Sheikh Sultan bin Tahnoun Al Nahyan said Abu Dhabi was focused on attracting “five-star travellers” and would not target the mass tourism market.
Sheikh Sultan said the emirate wanted to tap niche markets where visitors would spend “10 times more” than average tourists.
“It is not about mass tourism here [in Abu Dhabi]. We are focused on the niche markets. But you need to remember one cultural visitor might spend 10 times more than a holiday visitor would spend,” he said, speaking on the sideline of the launch of the ADTA’s five-year plan for Abu Dhabi’s tourism industry.
The ADTA said it would focus on beach, nature, culture, sports, adventure and business tourism.
Sheikh Sultan said Abu Dhabi was taking a “managed approach” to its tourism industry.
He said the emirate had looked from the Indian subcontinent to North Africa to learn from other countries’ tourism strategies.
Under the five-year plan, Abu Dhabi plans to increase the number of hotel rooms in the emirate to 25,000 by the end of 2012 to cope with a projected 2.7 million annual tourists.
The ADTA said the figures were a significant increase of previous forecasts made in 2004, which projected 21,000 hotel rooms and 2.4 million tourists by 2012.
Currently Abu Dhabi has around 12,000 available hotel room and 1.4 million tourists visiting the UAE capital annually.
To spur this growth, the ADTA said it planned to open international offices in seven countries by 2012, including Australia, China and Italy.
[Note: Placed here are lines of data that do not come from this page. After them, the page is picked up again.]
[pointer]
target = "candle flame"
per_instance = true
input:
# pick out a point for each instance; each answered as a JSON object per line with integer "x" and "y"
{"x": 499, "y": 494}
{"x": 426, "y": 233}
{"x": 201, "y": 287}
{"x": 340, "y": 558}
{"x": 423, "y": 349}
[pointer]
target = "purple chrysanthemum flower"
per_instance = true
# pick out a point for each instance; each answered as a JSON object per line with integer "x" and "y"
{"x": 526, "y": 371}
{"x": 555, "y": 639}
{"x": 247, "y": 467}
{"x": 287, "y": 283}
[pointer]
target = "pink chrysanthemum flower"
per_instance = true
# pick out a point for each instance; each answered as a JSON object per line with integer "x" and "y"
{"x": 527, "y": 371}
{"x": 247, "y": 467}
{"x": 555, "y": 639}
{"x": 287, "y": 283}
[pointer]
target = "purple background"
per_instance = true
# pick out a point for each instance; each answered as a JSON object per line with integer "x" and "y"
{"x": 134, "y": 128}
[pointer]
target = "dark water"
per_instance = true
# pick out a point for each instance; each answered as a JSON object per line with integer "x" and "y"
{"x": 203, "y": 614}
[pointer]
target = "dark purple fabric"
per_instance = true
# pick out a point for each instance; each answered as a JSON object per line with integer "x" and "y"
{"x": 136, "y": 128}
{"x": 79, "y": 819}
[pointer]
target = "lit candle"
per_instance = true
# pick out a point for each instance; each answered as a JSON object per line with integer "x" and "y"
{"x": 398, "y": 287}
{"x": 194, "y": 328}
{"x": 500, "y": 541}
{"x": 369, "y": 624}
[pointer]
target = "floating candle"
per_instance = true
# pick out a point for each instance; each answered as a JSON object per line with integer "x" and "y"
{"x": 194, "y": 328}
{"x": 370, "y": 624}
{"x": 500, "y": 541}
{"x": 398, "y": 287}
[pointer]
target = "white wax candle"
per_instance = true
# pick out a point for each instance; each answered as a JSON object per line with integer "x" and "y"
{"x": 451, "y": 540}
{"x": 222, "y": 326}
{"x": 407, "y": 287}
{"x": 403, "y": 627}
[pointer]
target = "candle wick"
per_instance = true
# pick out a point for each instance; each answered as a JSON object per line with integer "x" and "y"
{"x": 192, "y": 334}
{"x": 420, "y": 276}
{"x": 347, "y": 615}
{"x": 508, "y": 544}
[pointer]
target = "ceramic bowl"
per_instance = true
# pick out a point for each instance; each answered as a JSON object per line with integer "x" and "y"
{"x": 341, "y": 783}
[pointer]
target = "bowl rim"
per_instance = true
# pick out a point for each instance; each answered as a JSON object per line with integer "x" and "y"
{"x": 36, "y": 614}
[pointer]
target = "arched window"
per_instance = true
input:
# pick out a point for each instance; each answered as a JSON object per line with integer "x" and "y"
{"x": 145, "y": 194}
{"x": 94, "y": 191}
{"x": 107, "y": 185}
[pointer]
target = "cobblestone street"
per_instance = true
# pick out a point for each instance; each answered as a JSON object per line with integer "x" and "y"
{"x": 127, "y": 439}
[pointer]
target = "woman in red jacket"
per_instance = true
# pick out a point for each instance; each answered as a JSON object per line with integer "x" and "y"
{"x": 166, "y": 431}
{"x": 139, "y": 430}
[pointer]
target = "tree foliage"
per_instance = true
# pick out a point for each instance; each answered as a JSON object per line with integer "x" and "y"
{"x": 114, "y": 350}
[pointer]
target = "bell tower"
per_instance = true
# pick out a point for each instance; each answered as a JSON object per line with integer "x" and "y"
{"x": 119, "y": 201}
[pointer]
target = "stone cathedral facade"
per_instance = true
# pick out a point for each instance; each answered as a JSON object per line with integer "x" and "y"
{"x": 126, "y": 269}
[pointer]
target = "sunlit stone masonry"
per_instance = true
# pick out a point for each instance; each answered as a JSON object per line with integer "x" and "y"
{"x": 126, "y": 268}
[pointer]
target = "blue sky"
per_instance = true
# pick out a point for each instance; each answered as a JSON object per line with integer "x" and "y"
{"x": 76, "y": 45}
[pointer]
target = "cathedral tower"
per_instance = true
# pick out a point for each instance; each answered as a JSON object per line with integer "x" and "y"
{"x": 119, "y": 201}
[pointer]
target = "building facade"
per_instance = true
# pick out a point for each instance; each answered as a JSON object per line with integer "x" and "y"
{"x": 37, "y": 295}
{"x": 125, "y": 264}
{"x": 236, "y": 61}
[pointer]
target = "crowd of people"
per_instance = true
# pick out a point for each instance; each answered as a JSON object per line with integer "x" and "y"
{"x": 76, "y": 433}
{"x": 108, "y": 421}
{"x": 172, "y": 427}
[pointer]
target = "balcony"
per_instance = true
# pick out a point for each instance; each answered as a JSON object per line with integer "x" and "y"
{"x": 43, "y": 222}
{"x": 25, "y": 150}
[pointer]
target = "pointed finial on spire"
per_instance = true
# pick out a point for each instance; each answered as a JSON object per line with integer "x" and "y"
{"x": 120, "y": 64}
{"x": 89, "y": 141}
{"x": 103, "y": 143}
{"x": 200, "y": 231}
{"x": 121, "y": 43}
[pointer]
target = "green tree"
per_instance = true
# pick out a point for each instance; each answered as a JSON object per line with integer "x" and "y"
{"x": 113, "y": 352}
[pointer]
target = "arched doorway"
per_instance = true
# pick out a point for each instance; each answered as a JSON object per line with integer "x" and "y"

The ADTA already has offices in the UK, Germany and France.
The authority plans to roll out some 135 initiatives aimed at enhancing “product integrity”, including the introduction of a new hotel classification star rating system, it said.
Visa restrictions will be simplified as well to make it easier for people to visit the emirate, it added.
Abu Dhabi is currently building numerous tourism attractions, including the Yas Island Formula One race track, the boutique Desert Islands Resort on Sir Bani Yas Island and the Qasr Al Sarab desert retreat in the Liwa Desert.
The emirate is also building five museums on Saadiyat island, including the Louvre Abu Dhabi, the Sheikh Zayed National Museum, the Guggenheim Abu Dhabi contemporary arts museum, a performing arts centre, a maritime museum and a number of arts pavilions.